Em tempos de coronavírus, a arte ficou a um clique de distância
Há ao menos esse lado bom na pandemia: musicais da Broadway e outras atrações proibitivas para parte do público agora estão disponíveis de graça online
Tenho muitos amigos apaixonados por musicais que, não por falta de vontade, nunca pisaram na Broadway. Para vibrar com O Fantasma da Ópera ou Hamilton no coração da Big Apple, é preciso ter “bala na agulha” – com ingressos salgados, viagem caríssima e o dólar nas alturas, a atração é um sonho distante para a maioria dos brasileiros. Ironicamente, graças à pandemia de coronavirus que parou Nova York e fechou todos os cinemas e teatros da cidade, o que antes era distante está agora a um clique de muita gente.

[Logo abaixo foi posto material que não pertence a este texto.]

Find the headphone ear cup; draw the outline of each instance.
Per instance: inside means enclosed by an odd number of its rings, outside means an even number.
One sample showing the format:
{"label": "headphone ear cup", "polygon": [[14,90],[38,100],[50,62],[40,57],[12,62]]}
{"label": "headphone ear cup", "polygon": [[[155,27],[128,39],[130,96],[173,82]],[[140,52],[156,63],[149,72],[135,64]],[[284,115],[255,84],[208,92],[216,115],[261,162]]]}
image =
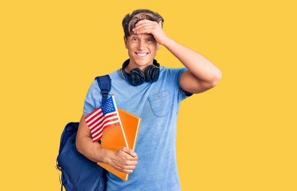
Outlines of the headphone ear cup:
{"label": "headphone ear cup", "polygon": [[148,82],[151,82],[152,81],[152,72],[154,68],[153,65],[148,66],[147,71],[146,71],[146,77],[147,81]]}
{"label": "headphone ear cup", "polygon": [[131,71],[131,77],[129,81],[134,85],[139,85],[146,81],[145,74],[140,69],[135,68]]}
{"label": "headphone ear cup", "polygon": [[154,82],[156,82],[159,79],[159,76],[160,76],[160,68],[155,68],[152,69],[151,71],[152,74],[152,79]]}

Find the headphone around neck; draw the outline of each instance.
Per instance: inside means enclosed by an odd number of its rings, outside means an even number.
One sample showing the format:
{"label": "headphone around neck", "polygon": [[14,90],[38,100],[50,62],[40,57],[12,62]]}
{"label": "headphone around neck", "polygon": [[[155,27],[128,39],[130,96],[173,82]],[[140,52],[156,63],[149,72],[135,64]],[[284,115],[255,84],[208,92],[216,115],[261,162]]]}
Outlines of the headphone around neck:
{"label": "headphone around neck", "polygon": [[132,69],[129,73],[125,71],[130,62],[130,58],[123,63],[122,71],[125,78],[132,85],[137,86],[143,84],[145,81],[148,82],[156,82],[160,75],[160,64],[153,59],[153,65],[148,66],[145,74],[139,68]]}

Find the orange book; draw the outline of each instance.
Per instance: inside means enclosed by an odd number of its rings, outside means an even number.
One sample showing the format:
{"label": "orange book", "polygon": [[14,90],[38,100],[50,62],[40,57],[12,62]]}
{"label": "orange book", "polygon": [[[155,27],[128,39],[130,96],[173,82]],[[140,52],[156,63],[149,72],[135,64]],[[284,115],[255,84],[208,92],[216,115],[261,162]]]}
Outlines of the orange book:
{"label": "orange book", "polygon": [[[122,127],[116,125],[104,129],[101,146],[114,151],[124,147],[135,151],[141,118],[120,108],[117,110]],[[129,174],[120,172],[107,163],[98,162],[98,164],[123,180],[128,180]]]}

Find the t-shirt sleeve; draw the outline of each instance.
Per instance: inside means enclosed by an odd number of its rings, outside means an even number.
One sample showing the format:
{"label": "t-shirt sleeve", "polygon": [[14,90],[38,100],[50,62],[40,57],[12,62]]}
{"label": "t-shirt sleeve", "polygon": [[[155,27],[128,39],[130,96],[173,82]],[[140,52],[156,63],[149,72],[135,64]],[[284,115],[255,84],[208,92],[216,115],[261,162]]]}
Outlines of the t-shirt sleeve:
{"label": "t-shirt sleeve", "polygon": [[177,90],[179,94],[179,98],[180,101],[181,101],[189,97],[193,94],[189,92],[183,92],[180,85],[180,79],[182,76],[182,74],[184,72],[188,70],[186,67],[179,68],[169,68],[169,73],[172,77],[172,79],[174,82],[175,88]]}
{"label": "t-shirt sleeve", "polygon": [[102,99],[101,91],[96,80],[91,85],[84,104],[83,115],[88,115],[101,105]]}

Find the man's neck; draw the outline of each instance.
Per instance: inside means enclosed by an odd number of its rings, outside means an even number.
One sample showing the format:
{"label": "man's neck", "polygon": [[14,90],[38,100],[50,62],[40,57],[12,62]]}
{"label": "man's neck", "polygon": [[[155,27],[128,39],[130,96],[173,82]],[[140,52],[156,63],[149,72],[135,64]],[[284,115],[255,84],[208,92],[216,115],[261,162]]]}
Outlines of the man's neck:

Andrew Lloyd Webber, o lendário compositor dos multipremiados O Fantasma da Ópera e O Mágico de Oz, irá disponibilizar semanalmente e de forma gratuita uma de suas produções pelo canal The Show Must Go On, no YouTube. A primeira a chegar ao público é Joseph and the Amazing Technicolor Dreamcoat, produção do ano 2000 que ficará disponível por 48 horas, a partir de hoje. Na tentativa de atenuar o sofrimento da quarentena, a plataforma de streaming Broadway HD também liberou o seu catálogo gratuitamente por 7 dias para aqueles que se cadastrarem no site.
No Brasil, o YouTube é usado pelos roteiristas Charles Möeller e Claudio Botelho para disponibilizar peças online. O Grupo Galpão e a Cia dos Autores também aderiu à iniciativa, assim como muitos outros autores e companhias que levaram o teatro ao público em tempos de quarentena. Há de se lembrar que a ida ao teatro não é um hábito cotidiano para o brasileiro. Segundo uma pesquisa divulgada pelo SESC em 2014, 61% da população do país nunca tinham assistido a uma peça de teatro até aquele ano. Apesar da oferta de sessões populares, é provável que o custo dos ingressos seja um dos motivos para isso. A ironia, portanto, reside no fato de o fechamento dos teatros, no Brasil ou na Broadway, tê-los tornado mais acessíveis do que quando estavam todos de portas abertas. Se as pessoas não podem ir ao espetáculo, o espetáculo tratou de ir até elas – inclusive àquelas que não estariam tradicionalmente sentadas nas cadeiras.
Neste ponto, peço desculpas de antemão aos afetados pela pandemia. Não me entendam mal, a situação é grave e só há a lamentar em meio ao caos na saúde pública em muitos países e à contagem de milhares de mortos. A própria indústria cultural vem passando por um cataclisma sem precedentes. Segundo um censo realizado pela Abrape (Associação Brasileira de Promotores de Eventos), 92% dos associados relataram prejuízos que somam R$ 290 milhões apenas com cancelamentos de shows e eventos como os musicais, com estimativa de bater a casa dos bilhões levando em conta toda a cadeia produtiva do setor. Apesar disso, há de se reconhecer que o coronavírus instaurou também uma solidariedade admirável no mundo, em especial na cultura.
No Instagram, artistas concorridos como os sertanejos Gustavo Lima e a dupla Jorge e Matheus, que costumam cobrar altas cifras por seus shows super produzidos, levaram música para a sala de casa com lives no instagram. E até a tradicional e aristocrática música erudita teve de se curvar à excepcionalidade do momento – de portas fechadas, todas as terças e quintas-feiras, até o dia 16 de junho, a OSESP disponibiliza na página do YouTube da Sala São Paulo concertos marcantes de sua história, acessiveis a quem desejar. Se fossem pagar por todos os shows e atrações disponíveis gratuitamente nas últimas semanas, muita gente acabaria sem salário, ou nunca teria acesso a tudo isso. É possível extrair algo de positivo do drama do coronavírus.